About this body perception, pain, and stroke research news
Author: Candy Gibson
Source: University of South Australia
Contact: Candy Gibson – University of South Australia
Image: The image is in the public domain
Original Research: Open access.
““My hand is different”: Altered body perception in stroke survivors with chronic pain” by Lorimer Moseley et al. Brain Sciences
“My hand is different”: Altered body perception in stroke survivors with chronic pain
Background: Chronic pain and body perception disturbance are common following stroke. It is possible that an interaction exists between pain and body perception disturbance, and that a change in one may influence the other. We therefore investigated the presence of body perception disturbance in individuals with stroke, aiming to determine if a perceived change in hand size contralateral to the stroke lesion is more common in those with chronic pain than in those without.
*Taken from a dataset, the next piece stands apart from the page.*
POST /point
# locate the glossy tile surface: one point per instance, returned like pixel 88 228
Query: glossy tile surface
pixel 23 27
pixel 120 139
Methods: Stroke survivors (N = 523) completed an online survey that included: stroke details, pain features, and any difference in perceived hand size post-stroke.
Results: Individuals with stroke who experienced chronic pain were almost three times as likely as those without chronic pain to perceive their hand as now being a different size (OR = 2.895; 95%CI 1.844, 4.547). Further, those with chronic pain whose pain included the hand were almost twice as likely to perceive altered hand size than those whose pain did not include the hand (OR = 1.862; 95%CI 1.170, 2.962). This was not influenced by hemisphere of lesion (p = 0.190).
Conclusions: The results point to a new characteristic of chronic pain in stroke, raising the possibility of body perception disturbance being a rehabilitation target to improve function and pain-related outcomes for stroke survivors.